Speaking at London International Dispute Week, Lady Carr suggested that courts, mediation and arbitration centres should work together. Moreover, Lady Carr outlined her expectations that the Law Commission’s proposed reforms of the 1996 Arbitration Act will be revived. This comes after the ruling in Churchill v Merthyr Tydfil, whereby the Court of Appeal gave courts powers to mandate ADR. Lady Carr pointed to the expectation that ‘judges are increasingly likely to be called upon…to consider whether to mandate the use of ADR’. The consideration, therefore, has to be which forms of dispute resolution to mandate to assist these developments.

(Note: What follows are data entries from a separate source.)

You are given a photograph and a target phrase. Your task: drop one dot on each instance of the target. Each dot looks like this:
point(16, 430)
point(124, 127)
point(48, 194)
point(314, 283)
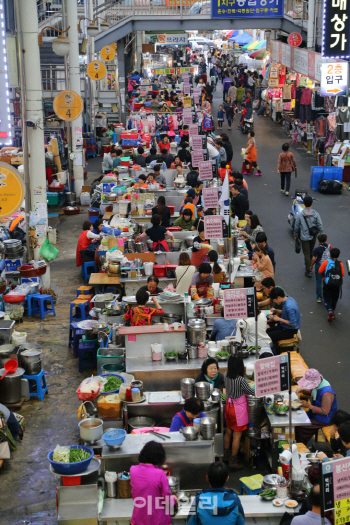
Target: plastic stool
point(29, 298)
point(89, 265)
point(87, 350)
point(80, 310)
point(42, 308)
point(41, 386)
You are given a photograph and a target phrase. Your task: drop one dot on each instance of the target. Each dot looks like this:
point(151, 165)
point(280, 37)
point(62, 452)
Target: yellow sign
point(11, 190)
point(96, 70)
point(68, 105)
point(187, 102)
point(107, 53)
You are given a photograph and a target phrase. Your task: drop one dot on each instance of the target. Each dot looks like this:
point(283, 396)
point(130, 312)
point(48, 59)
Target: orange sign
point(11, 190)
point(96, 70)
point(68, 105)
point(107, 53)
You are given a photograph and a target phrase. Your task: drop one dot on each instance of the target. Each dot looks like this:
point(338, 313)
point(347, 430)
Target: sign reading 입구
point(247, 8)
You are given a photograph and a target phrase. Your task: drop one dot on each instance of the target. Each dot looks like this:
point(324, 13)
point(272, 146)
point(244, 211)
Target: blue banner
point(247, 8)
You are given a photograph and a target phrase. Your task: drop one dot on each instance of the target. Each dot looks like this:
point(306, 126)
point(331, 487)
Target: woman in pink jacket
point(153, 502)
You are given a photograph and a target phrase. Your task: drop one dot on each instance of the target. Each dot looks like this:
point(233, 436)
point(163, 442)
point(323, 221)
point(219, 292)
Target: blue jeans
point(319, 279)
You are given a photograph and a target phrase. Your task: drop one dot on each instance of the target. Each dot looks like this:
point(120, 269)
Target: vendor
point(86, 237)
point(202, 283)
point(157, 234)
point(141, 315)
point(192, 409)
point(152, 285)
point(150, 484)
point(200, 247)
point(322, 406)
point(210, 373)
point(186, 220)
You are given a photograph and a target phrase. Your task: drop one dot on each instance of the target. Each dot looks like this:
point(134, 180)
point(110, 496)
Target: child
point(220, 116)
point(320, 254)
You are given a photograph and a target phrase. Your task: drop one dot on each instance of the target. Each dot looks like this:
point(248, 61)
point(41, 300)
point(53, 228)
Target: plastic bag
point(48, 251)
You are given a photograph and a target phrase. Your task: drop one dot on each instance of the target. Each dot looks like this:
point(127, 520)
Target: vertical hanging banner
point(336, 29)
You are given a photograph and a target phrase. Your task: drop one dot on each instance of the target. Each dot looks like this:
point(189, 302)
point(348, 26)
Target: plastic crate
point(53, 198)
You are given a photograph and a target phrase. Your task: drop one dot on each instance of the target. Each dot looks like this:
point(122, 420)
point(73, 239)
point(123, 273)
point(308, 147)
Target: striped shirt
point(235, 388)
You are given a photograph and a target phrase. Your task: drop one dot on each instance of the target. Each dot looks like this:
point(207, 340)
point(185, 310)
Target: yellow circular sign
point(11, 190)
point(68, 105)
point(96, 70)
point(107, 53)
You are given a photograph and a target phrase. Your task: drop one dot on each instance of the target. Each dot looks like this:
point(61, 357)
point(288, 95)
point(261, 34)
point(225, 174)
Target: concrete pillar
point(74, 76)
point(33, 88)
point(121, 79)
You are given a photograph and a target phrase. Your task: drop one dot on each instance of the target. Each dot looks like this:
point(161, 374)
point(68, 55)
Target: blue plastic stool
point(42, 308)
point(249, 491)
point(29, 302)
point(41, 386)
point(87, 355)
point(87, 269)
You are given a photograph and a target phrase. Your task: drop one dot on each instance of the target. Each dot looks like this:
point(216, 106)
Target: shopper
point(307, 225)
point(320, 254)
point(236, 412)
point(217, 503)
point(333, 273)
point(285, 166)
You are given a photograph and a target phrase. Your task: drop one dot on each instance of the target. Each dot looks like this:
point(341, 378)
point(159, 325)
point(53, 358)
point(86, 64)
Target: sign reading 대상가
point(210, 197)
point(213, 227)
point(271, 375)
point(205, 169)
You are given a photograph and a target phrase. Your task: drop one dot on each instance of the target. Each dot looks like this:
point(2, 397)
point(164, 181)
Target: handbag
point(313, 230)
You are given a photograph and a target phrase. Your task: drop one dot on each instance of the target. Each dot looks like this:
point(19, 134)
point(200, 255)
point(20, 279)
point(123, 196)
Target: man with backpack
point(307, 225)
point(216, 505)
point(333, 273)
point(320, 254)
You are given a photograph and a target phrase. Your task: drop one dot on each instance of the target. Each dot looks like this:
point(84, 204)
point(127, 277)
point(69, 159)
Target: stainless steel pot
point(196, 332)
point(31, 361)
point(91, 429)
point(10, 386)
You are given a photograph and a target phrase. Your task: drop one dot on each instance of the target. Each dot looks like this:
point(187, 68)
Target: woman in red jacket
point(86, 237)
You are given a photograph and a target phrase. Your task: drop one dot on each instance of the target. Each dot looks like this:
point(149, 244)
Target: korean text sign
point(246, 8)
point(336, 29)
point(271, 375)
point(239, 303)
point(213, 227)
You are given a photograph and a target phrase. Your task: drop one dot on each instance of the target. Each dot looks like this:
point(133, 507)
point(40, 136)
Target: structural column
point(34, 111)
point(74, 76)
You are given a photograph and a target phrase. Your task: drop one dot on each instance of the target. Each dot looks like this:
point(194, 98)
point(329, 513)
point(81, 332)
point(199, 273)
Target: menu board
point(205, 168)
point(213, 227)
point(239, 303)
point(271, 374)
point(197, 157)
point(210, 197)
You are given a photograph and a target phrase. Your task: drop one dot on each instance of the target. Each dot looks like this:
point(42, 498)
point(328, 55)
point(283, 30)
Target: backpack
point(333, 274)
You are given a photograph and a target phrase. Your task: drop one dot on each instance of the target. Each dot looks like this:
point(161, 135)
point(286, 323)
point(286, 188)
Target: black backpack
point(333, 276)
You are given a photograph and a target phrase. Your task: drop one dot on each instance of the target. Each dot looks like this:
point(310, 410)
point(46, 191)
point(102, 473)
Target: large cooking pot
point(10, 386)
point(196, 332)
point(91, 429)
point(31, 361)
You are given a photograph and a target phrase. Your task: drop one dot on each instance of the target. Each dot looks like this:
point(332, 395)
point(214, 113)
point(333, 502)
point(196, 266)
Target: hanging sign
point(295, 39)
point(96, 70)
point(334, 79)
point(336, 29)
point(239, 303)
point(68, 105)
point(271, 374)
point(213, 227)
point(107, 53)
point(11, 190)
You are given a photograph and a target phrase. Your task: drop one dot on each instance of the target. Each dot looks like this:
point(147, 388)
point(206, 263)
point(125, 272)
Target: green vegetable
point(113, 383)
point(78, 454)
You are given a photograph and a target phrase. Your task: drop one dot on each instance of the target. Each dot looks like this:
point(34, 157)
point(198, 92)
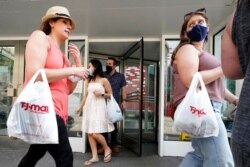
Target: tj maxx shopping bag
point(32, 117)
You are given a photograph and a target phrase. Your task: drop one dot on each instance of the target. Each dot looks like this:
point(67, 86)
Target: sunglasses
point(188, 15)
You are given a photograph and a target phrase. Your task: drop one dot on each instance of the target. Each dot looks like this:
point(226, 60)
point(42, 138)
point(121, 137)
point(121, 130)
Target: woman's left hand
point(75, 53)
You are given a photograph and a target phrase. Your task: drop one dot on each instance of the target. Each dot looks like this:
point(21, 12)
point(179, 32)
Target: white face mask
point(90, 71)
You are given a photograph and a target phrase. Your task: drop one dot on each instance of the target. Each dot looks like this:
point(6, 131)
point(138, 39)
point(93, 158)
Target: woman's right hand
point(80, 72)
point(78, 110)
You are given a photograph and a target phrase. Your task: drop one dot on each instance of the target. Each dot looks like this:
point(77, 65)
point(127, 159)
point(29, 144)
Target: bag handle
point(44, 78)
point(196, 80)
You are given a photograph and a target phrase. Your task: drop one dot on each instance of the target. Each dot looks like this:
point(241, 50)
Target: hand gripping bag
point(32, 117)
point(195, 114)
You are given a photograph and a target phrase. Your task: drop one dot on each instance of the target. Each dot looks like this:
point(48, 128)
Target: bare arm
point(187, 59)
point(36, 54)
point(82, 103)
point(231, 98)
point(229, 54)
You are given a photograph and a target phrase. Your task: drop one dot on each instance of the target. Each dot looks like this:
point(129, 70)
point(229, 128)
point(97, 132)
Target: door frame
point(78, 144)
point(146, 39)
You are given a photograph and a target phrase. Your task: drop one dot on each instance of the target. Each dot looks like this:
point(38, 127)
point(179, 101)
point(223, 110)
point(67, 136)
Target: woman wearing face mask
point(188, 58)
point(94, 111)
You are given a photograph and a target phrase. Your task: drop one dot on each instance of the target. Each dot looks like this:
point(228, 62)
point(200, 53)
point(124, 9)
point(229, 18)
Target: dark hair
point(45, 27)
point(114, 60)
point(183, 38)
point(98, 69)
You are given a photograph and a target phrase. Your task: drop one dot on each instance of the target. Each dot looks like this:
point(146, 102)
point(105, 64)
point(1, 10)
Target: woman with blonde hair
point(43, 51)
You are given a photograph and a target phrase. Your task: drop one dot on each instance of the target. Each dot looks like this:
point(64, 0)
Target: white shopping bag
point(114, 112)
point(195, 114)
point(32, 117)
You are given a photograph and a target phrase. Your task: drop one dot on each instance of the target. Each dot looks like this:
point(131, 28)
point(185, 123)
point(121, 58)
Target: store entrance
point(138, 61)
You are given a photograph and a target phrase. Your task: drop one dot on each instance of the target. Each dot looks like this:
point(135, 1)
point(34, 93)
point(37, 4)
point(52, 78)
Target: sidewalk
point(11, 153)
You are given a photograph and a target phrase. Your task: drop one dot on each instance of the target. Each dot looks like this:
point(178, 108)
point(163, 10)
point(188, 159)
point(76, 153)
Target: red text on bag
point(197, 111)
point(35, 107)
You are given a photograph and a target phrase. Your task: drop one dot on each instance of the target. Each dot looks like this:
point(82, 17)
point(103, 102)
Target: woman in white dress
point(95, 111)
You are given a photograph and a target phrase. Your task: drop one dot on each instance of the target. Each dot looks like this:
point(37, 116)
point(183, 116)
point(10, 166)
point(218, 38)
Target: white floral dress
point(95, 111)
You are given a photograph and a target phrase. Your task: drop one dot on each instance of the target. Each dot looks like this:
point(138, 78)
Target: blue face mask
point(198, 33)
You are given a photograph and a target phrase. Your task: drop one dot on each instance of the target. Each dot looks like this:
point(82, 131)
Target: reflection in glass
point(7, 54)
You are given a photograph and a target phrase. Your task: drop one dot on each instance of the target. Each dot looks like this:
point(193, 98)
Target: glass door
point(132, 122)
point(11, 77)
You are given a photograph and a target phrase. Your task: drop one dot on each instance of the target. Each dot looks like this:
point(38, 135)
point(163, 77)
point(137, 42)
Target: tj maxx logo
point(196, 111)
point(35, 108)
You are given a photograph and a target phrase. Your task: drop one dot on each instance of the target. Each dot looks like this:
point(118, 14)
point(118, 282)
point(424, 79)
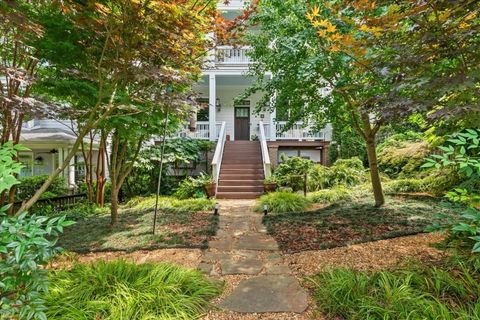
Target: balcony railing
point(229, 55)
point(297, 132)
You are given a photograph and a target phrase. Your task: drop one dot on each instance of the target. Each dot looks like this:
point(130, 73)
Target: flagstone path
point(243, 247)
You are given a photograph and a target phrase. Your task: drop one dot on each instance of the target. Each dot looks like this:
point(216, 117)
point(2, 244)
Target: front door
point(242, 123)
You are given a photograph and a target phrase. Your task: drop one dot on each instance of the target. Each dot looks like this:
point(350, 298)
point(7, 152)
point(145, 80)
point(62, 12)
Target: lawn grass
point(186, 223)
point(119, 290)
point(355, 221)
point(448, 291)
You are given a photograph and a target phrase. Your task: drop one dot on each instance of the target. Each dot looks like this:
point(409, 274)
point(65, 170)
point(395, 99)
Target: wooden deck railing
point(58, 203)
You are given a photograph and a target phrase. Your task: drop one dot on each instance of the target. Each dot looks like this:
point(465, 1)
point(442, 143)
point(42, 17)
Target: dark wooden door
point(242, 123)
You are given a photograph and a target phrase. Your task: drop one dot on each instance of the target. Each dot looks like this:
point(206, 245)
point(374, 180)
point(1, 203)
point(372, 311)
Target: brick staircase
point(241, 173)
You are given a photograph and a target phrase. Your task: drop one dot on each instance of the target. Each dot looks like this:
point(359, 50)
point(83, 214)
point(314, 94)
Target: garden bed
point(175, 229)
point(355, 221)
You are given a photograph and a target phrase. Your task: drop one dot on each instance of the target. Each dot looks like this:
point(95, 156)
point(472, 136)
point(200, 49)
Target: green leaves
point(26, 243)
point(462, 151)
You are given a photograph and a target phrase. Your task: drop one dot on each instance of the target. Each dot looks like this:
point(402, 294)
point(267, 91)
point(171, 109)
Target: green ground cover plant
point(180, 223)
point(193, 187)
point(281, 202)
point(119, 290)
point(356, 221)
point(420, 291)
point(335, 194)
point(27, 243)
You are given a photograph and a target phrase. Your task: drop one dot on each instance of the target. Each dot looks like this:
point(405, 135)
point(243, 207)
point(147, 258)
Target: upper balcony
point(230, 56)
point(231, 5)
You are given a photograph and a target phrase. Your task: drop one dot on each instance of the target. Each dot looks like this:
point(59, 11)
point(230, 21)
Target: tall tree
point(313, 76)
point(119, 51)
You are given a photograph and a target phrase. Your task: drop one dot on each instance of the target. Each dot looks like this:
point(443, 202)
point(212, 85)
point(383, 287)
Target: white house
point(49, 142)
point(248, 143)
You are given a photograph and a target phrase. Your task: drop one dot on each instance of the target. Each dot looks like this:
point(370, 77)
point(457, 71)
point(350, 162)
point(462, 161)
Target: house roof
point(47, 132)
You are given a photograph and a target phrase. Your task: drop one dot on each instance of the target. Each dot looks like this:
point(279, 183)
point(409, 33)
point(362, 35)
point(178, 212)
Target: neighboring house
point(224, 78)
point(49, 142)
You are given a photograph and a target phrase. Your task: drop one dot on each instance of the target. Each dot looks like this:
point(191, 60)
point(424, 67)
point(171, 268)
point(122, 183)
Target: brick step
point(238, 161)
point(241, 176)
point(236, 154)
point(242, 166)
point(241, 160)
point(241, 171)
point(238, 195)
point(222, 188)
point(240, 182)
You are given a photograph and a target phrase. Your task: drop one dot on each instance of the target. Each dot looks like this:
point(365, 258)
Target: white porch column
point(71, 173)
point(212, 99)
point(273, 116)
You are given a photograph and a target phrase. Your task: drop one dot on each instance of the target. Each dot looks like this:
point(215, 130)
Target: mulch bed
point(134, 232)
point(371, 256)
point(353, 222)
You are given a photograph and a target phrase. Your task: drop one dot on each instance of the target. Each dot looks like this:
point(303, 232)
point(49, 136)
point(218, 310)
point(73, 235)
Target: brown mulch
point(368, 256)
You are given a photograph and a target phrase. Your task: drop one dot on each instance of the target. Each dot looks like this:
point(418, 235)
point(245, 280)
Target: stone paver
point(242, 247)
point(271, 293)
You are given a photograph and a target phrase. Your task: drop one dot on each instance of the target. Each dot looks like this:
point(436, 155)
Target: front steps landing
point(241, 172)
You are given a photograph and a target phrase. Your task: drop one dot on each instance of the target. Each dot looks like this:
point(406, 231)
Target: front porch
point(299, 132)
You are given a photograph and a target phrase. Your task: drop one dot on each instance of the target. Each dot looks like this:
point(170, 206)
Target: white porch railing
point(267, 169)
point(218, 155)
point(232, 55)
point(202, 131)
point(297, 132)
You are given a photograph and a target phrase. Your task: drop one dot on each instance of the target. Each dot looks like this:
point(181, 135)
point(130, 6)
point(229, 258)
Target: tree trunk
point(100, 172)
point(374, 172)
point(114, 208)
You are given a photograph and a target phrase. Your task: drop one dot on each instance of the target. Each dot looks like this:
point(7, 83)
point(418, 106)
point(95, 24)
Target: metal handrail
point(267, 166)
point(218, 155)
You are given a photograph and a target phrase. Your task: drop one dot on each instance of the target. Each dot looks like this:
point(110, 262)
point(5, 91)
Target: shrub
point(405, 185)
point(354, 163)
point(346, 172)
point(333, 195)
point(281, 202)
point(318, 178)
point(402, 155)
point(193, 187)
point(124, 291)
point(426, 293)
point(26, 245)
point(29, 185)
point(291, 172)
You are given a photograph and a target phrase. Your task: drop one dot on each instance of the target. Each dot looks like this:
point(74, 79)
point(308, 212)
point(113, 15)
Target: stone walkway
point(242, 247)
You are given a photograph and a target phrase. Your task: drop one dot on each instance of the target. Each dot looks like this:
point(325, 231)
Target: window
point(242, 103)
point(242, 112)
point(27, 161)
point(202, 112)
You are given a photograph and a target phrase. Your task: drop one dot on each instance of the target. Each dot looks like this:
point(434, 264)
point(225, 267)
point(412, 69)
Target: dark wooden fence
point(58, 203)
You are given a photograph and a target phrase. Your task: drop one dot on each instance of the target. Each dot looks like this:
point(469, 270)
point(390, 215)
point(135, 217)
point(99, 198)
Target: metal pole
point(160, 174)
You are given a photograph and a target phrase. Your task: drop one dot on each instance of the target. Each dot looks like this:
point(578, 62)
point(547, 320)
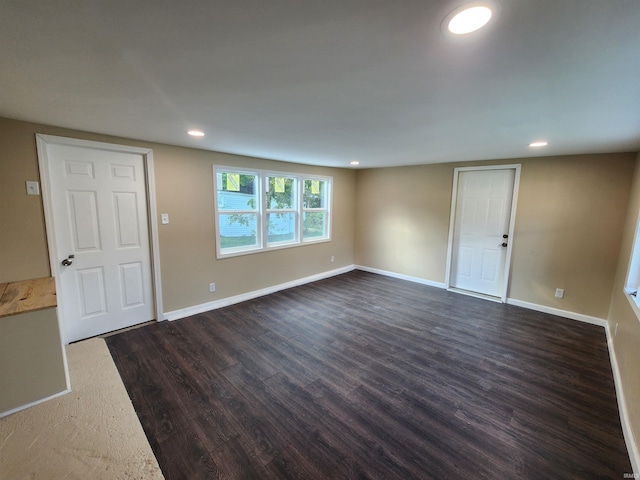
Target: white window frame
point(263, 209)
point(295, 210)
point(326, 209)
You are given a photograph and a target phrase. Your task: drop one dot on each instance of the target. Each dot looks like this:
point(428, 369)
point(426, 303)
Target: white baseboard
point(601, 322)
point(224, 302)
point(401, 276)
point(37, 402)
point(632, 446)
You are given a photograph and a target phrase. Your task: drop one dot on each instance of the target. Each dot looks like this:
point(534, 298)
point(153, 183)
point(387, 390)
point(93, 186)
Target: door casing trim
point(42, 141)
point(512, 221)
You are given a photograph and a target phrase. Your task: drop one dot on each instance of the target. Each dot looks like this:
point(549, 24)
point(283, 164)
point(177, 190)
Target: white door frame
point(45, 179)
point(512, 221)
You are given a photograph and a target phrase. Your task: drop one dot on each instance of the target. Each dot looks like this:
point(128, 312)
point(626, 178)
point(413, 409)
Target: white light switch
point(33, 188)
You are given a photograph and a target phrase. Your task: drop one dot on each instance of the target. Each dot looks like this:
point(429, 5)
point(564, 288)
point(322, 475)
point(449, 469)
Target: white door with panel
point(481, 230)
point(99, 207)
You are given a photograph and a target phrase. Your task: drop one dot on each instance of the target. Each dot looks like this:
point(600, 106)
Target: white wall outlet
point(33, 188)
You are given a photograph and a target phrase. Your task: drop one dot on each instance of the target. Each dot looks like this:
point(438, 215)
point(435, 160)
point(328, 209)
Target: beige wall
point(184, 189)
point(627, 338)
point(568, 229)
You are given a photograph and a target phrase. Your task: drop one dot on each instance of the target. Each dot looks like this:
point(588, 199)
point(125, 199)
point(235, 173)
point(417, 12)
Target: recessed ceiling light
point(470, 17)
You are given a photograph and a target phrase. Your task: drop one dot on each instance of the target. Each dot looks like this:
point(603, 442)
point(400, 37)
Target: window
point(257, 211)
point(282, 211)
point(315, 209)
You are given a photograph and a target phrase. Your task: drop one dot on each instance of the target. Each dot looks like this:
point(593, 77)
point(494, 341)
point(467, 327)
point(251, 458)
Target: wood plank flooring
point(362, 376)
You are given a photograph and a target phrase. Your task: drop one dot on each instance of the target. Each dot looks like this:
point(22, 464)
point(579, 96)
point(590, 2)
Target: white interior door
point(99, 207)
point(481, 229)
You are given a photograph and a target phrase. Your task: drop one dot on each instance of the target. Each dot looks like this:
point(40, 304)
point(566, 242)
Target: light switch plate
point(33, 188)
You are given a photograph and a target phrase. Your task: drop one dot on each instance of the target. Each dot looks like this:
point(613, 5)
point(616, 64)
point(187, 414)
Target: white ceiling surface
point(326, 82)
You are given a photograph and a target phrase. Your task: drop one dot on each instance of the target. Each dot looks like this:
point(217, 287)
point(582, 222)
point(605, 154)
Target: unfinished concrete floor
point(91, 433)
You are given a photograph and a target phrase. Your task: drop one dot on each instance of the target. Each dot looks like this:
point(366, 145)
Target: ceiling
point(326, 82)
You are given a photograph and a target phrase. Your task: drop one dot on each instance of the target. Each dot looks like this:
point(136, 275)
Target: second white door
point(481, 230)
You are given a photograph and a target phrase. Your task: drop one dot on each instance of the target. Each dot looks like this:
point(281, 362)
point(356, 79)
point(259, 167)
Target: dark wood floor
point(364, 376)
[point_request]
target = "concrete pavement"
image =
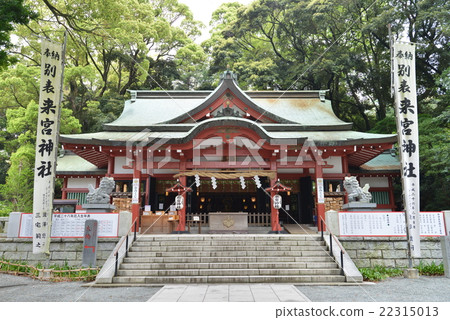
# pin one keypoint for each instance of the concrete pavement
(229, 293)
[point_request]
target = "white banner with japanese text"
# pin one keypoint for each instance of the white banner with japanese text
(46, 143)
(408, 137)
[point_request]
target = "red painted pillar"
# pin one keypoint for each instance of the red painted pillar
(110, 166)
(320, 205)
(135, 207)
(274, 214)
(64, 189)
(182, 213)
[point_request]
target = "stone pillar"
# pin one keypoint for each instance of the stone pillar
(445, 246)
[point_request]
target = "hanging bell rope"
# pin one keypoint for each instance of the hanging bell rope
(227, 174)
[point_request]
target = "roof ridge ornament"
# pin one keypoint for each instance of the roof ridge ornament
(228, 75)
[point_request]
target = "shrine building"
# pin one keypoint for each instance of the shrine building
(226, 138)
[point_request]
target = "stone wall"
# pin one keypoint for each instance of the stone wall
(61, 250)
(389, 251)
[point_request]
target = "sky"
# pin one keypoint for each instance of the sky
(203, 9)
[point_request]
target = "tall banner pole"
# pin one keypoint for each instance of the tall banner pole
(408, 140)
(50, 96)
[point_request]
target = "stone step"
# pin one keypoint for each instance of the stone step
(202, 247)
(226, 272)
(224, 237)
(285, 243)
(232, 265)
(317, 253)
(188, 260)
(229, 279)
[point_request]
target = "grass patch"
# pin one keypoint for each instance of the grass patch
(378, 273)
(431, 269)
(52, 273)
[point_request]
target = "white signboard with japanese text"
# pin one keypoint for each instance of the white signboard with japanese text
(46, 143)
(135, 191)
(320, 191)
(388, 224)
(71, 225)
(408, 137)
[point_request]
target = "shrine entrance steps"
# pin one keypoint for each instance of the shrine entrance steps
(191, 259)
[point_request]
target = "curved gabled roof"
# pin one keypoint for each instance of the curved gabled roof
(159, 108)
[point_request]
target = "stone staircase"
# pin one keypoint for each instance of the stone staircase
(182, 259)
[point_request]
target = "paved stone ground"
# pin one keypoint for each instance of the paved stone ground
(24, 289)
(229, 293)
(425, 289)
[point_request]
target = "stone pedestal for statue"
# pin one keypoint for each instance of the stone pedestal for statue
(359, 206)
(98, 199)
(98, 207)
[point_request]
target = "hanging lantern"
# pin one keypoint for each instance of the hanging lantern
(197, 180)
(241, 178)
(179, 200)
(277, 201)
(257, 181)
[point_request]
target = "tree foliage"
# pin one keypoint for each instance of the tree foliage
(339, 45)
(11, 12)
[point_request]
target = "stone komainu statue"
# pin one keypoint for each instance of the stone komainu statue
(355, 192)
(102, 193)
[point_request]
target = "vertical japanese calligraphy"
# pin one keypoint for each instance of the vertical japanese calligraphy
(46, 143)
(408, 138)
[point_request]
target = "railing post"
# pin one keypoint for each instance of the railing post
(117, 263)
(321, 227)
(331, 244)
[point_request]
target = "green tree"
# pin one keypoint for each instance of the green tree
(11, 12)
(340, 45)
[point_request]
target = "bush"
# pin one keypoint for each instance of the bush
(432, 269)
(378, 273)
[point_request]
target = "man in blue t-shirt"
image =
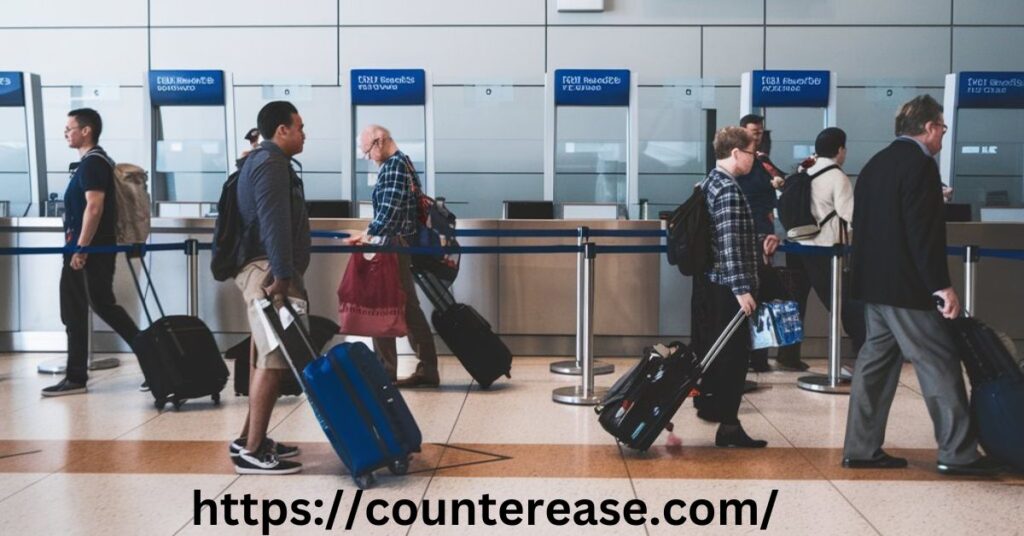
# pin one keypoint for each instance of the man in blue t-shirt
(87, 279)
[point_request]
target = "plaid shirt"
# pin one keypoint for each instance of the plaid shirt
(734, 242)
(395, 206)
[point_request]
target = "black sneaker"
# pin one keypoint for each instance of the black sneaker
(282, 450)
(263, 461)
(65, 387)
(982, 466)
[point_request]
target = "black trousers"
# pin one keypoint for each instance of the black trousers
(76, 299)
(817, 272)
(712, 308)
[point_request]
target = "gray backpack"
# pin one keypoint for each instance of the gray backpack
(132, 199)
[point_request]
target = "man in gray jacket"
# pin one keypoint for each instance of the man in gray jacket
(276, 243)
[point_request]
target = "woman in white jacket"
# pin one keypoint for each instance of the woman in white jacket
(830, 192)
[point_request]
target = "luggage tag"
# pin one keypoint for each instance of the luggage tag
(267, 335)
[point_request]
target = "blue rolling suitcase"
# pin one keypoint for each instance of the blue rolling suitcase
(363, 414)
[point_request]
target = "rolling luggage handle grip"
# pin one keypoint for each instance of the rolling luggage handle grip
(716, 348)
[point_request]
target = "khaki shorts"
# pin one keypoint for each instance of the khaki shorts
(251, 281)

One must also consider this development in the context of the increasing move towards non-court dispute resolution in the family courts. NA v LA has been assessed as a ‘paradigm case’ where a judge directed a divorcing couple to use non-court resolution under new procedure rules. Exercising the new powers outlined in the Family Procedure Rules part 3 and 28 and brought into effect on April 29, 2024, the court was able to use its own initiative to give directions over non-court dispute resolution. Equally, the powers now outline that the parties’ agreement is no longer required for adjournment to explore non-court resolution. Nicholas Allen KC, sitting as a deputy High Court judge, suggested that the court has a duty to consider non-court dispute resolution, labelling it ‘appropriate’ and ‘to the emotional and financial benefit as well as to the benefit of their children’ when discussing the potential impact upon the parties. One can witness a movement towards incorporating the FPR through the continuous evaluation of alternative methods to resolve an issues. This is clearly reflected in Lady Carr’s recognition that all legal professionals should be working towards integrating such methods of resolution.
It is necessary that, alongside Lady Carr’s comments, judiciary and legal practitioners should become familiar with emerging forms of alternative dispute resolution and consider their application dependent on the suitability for their specific circumstances. As outlined by Lady Carr, ‘judges will need to be familiar with the different forms and their features, so that they can properly assess which is best suited.’ Family courts have historically underutilised ADR, but the personal nature of the family court system could surely benefit from integrating practices that encourage collaboration and avoid protracted proceedings that may only work to damage the family, and particularly children. If legal practitioners aim towards the integration of the resolution forms outlined, namely negotiation, arbitration and litigation, we may witness further developments of this nature in the family court.